企業のマーケティング活動を支援するAIを開発・提供するAppier Group(エイピアグループ)が急速に業績を伸ばしている。同社は2012年に台湾で創業し、グループの管理機能を東京に置き、東証プライムに上場している。22年12月期の売上高は前年比53%増となる194億円で、このうち北東アジア(日本・韓国)向けの売り上げが約3分の2を占める。
主なユーザー企業はEコマースや、デジタルコンテンツ・動画配信などのオンラインサービスを営むB2C企業。主力製品は、Webサイトやモバイルアプリを通じてサービスにアクセスしてきたユーザーの価値をリアルタイムに予測し、最適なメッセージや広告を表示させるマッチングAIの「CrossX」で、このほか、顧客の行動を予測したり、商品購入を迷っていると考えられる顧客だけにインセンティブを提供したりといった、さまざまなAIエンジンを用意し、売り上げや収益性を最大化する。
橘浩二 ヘッドオブジャパン
国内事業の代表を務める橘浩二・ヘッドオブジャパンは、商品の推薦やクーポンの提供といった機能を持つEC支援ソリューションは他社にもあるが、「その多くはルールベースの製品で、どういう条件の顧客に対し何を提供するか、マーケティング担当者が考えて設定しなければならない」と指摘。顧客の関心や要求の細分化が進む昨今「人間の無限のパターンに手作業で対応するには限界がある」ため、マーケティング施策を自動化できるAIの活用は今や必須と説明する。

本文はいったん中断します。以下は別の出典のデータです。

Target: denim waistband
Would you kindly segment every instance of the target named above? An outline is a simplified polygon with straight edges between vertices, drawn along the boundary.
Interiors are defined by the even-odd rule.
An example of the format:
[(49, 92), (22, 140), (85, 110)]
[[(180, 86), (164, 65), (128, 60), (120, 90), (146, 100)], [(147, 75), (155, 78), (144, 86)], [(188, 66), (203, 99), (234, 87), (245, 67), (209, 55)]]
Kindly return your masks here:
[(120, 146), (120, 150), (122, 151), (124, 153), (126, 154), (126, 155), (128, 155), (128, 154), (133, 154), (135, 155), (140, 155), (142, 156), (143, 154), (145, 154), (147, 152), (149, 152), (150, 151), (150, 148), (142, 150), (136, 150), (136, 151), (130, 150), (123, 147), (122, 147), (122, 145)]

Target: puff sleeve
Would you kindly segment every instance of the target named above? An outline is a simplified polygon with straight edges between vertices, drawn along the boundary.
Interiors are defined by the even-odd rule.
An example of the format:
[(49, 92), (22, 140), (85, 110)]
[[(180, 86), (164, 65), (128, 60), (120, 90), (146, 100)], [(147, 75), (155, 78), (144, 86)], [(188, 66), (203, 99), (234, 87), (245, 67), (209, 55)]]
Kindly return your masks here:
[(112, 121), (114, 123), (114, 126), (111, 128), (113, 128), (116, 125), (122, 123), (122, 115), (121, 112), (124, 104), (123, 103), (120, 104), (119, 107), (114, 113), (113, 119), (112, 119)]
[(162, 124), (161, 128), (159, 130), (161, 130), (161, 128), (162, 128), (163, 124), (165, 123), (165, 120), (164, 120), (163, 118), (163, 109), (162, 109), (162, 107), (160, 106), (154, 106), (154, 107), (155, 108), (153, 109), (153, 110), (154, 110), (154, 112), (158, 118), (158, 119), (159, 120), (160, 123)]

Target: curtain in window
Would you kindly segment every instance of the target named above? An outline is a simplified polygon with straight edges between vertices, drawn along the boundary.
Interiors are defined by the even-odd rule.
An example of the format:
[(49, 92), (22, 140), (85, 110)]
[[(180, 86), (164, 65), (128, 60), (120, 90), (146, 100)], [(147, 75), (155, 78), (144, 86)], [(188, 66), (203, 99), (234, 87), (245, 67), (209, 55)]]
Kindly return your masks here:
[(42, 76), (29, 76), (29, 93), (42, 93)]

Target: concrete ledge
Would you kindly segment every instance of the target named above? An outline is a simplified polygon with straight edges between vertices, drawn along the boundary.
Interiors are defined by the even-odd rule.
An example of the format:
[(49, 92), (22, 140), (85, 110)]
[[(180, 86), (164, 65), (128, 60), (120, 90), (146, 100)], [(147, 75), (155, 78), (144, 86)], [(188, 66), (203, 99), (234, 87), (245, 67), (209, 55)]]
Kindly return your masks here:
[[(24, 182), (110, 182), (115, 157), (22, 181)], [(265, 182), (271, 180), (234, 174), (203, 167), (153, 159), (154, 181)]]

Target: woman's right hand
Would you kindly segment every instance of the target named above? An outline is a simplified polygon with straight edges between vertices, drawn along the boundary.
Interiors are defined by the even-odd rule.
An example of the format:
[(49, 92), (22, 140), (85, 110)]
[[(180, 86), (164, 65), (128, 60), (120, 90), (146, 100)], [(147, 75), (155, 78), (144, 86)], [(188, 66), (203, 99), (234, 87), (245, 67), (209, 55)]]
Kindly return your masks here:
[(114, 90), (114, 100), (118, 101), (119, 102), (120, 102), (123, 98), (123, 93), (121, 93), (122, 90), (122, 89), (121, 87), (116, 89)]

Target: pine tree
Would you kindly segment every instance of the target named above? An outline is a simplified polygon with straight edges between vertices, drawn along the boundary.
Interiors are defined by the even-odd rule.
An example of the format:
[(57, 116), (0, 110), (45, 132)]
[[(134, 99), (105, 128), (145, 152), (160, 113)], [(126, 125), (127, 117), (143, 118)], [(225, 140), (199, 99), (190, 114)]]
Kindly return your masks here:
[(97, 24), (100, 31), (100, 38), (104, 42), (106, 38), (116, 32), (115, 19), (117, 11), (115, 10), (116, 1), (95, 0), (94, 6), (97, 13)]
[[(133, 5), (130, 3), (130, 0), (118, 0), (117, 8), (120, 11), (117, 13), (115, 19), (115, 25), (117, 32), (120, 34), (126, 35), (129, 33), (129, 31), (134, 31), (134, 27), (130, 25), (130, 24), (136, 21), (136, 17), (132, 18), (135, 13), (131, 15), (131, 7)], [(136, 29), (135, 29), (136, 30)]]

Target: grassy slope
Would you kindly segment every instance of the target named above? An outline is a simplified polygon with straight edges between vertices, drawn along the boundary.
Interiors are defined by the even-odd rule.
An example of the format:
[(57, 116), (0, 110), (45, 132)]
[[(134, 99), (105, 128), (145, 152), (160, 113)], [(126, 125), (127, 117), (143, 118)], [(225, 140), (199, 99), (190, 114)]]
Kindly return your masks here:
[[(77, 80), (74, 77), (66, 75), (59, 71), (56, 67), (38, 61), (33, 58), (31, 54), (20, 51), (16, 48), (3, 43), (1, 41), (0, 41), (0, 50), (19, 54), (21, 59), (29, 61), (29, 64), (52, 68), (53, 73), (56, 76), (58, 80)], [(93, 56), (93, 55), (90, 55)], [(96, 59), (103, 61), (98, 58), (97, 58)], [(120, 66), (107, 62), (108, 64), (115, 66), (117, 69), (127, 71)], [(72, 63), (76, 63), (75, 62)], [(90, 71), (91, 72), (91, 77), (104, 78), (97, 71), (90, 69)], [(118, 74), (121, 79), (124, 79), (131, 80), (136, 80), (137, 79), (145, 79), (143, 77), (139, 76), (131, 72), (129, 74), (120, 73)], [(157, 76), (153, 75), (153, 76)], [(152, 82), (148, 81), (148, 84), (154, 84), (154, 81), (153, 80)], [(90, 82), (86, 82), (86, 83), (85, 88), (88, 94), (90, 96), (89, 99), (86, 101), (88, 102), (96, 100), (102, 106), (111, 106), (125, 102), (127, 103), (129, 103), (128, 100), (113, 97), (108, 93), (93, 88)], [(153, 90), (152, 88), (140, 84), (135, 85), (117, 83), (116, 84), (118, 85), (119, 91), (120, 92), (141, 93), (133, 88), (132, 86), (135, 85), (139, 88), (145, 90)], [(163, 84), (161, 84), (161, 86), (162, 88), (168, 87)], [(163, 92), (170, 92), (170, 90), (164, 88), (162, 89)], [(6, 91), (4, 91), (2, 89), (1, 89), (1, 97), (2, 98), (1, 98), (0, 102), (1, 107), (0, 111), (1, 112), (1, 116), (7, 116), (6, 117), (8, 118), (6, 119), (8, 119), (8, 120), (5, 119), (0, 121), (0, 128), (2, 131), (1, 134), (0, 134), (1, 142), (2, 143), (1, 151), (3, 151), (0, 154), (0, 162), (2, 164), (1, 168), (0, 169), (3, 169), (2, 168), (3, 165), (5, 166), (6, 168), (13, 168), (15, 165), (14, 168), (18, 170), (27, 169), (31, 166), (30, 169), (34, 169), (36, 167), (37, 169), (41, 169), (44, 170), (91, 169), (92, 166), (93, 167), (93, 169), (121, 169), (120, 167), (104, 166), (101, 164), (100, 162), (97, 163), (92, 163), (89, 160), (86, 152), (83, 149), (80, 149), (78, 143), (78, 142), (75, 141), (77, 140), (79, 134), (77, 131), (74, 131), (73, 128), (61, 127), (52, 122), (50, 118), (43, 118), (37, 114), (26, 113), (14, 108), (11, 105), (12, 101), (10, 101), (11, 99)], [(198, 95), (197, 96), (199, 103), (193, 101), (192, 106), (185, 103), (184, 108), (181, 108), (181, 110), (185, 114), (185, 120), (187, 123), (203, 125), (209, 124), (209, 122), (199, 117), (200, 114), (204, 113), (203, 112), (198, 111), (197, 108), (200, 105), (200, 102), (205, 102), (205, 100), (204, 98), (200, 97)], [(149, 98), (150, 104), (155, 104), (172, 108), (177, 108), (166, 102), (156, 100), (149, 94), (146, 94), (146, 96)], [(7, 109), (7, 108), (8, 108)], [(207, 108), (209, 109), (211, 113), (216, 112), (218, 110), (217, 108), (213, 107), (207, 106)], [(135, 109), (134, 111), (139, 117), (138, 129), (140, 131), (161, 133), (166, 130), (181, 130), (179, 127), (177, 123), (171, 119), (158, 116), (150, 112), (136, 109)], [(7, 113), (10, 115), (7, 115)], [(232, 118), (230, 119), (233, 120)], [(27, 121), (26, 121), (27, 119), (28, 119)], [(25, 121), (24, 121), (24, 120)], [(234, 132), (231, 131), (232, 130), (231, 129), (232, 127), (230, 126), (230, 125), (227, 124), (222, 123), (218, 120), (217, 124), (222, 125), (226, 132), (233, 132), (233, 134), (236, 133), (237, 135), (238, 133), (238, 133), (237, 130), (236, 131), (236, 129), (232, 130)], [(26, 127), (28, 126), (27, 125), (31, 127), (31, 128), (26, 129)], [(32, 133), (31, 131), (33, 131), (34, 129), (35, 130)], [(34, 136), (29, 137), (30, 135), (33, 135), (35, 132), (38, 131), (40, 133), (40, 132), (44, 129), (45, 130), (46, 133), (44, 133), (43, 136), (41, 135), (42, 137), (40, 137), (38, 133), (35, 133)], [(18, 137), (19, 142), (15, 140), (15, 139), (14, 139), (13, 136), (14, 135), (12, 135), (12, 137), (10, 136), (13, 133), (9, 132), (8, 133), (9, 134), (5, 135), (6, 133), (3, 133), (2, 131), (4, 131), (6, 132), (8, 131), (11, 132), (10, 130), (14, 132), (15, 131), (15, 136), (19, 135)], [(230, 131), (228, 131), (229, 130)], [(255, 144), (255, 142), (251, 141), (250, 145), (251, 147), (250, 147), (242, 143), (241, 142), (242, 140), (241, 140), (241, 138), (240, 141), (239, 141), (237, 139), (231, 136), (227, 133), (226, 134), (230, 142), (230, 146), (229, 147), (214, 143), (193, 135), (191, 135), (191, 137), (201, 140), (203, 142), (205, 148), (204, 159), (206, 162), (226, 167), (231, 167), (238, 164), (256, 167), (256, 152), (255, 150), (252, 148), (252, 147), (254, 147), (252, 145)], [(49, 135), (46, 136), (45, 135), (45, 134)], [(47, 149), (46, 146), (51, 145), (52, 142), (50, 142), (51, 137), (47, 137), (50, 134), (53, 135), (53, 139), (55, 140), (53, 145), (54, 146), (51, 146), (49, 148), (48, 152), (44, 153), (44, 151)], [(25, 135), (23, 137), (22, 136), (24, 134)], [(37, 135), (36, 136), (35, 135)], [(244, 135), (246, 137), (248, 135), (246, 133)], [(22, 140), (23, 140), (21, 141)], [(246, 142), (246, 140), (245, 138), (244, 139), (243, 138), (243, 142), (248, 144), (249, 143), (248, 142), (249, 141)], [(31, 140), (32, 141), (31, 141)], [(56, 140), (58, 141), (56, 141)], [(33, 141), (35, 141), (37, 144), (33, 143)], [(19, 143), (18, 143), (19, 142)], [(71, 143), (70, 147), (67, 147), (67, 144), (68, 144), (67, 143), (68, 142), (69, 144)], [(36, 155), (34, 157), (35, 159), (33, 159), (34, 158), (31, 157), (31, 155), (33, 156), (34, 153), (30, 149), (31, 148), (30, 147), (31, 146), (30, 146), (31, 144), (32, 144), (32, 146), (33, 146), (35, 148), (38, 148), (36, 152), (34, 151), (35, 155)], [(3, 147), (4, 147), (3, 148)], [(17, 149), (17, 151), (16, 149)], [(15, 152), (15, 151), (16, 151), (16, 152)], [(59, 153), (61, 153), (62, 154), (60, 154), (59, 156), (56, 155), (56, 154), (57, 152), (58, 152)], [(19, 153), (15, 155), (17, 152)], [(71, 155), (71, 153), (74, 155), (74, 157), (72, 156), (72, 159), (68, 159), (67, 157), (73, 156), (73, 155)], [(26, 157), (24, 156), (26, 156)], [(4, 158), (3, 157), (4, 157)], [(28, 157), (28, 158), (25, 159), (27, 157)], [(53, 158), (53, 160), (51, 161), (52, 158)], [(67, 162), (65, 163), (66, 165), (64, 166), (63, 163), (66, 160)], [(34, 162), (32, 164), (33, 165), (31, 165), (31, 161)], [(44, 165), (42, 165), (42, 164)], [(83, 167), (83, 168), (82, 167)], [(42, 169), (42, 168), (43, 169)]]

主に大手企業をターゲットとしており、現在は直販中心で販売を行っているが、国内では広告代理店を通じて提供するケースもあるという。また、CDP(カスタマーデータプラットフォーム)製品の「AIRIS」は、複数の異なる形式の顧客情報の統合にも適しており、データベース統合に悩みを抱えるITベンダーからの引き合いも発生しているという。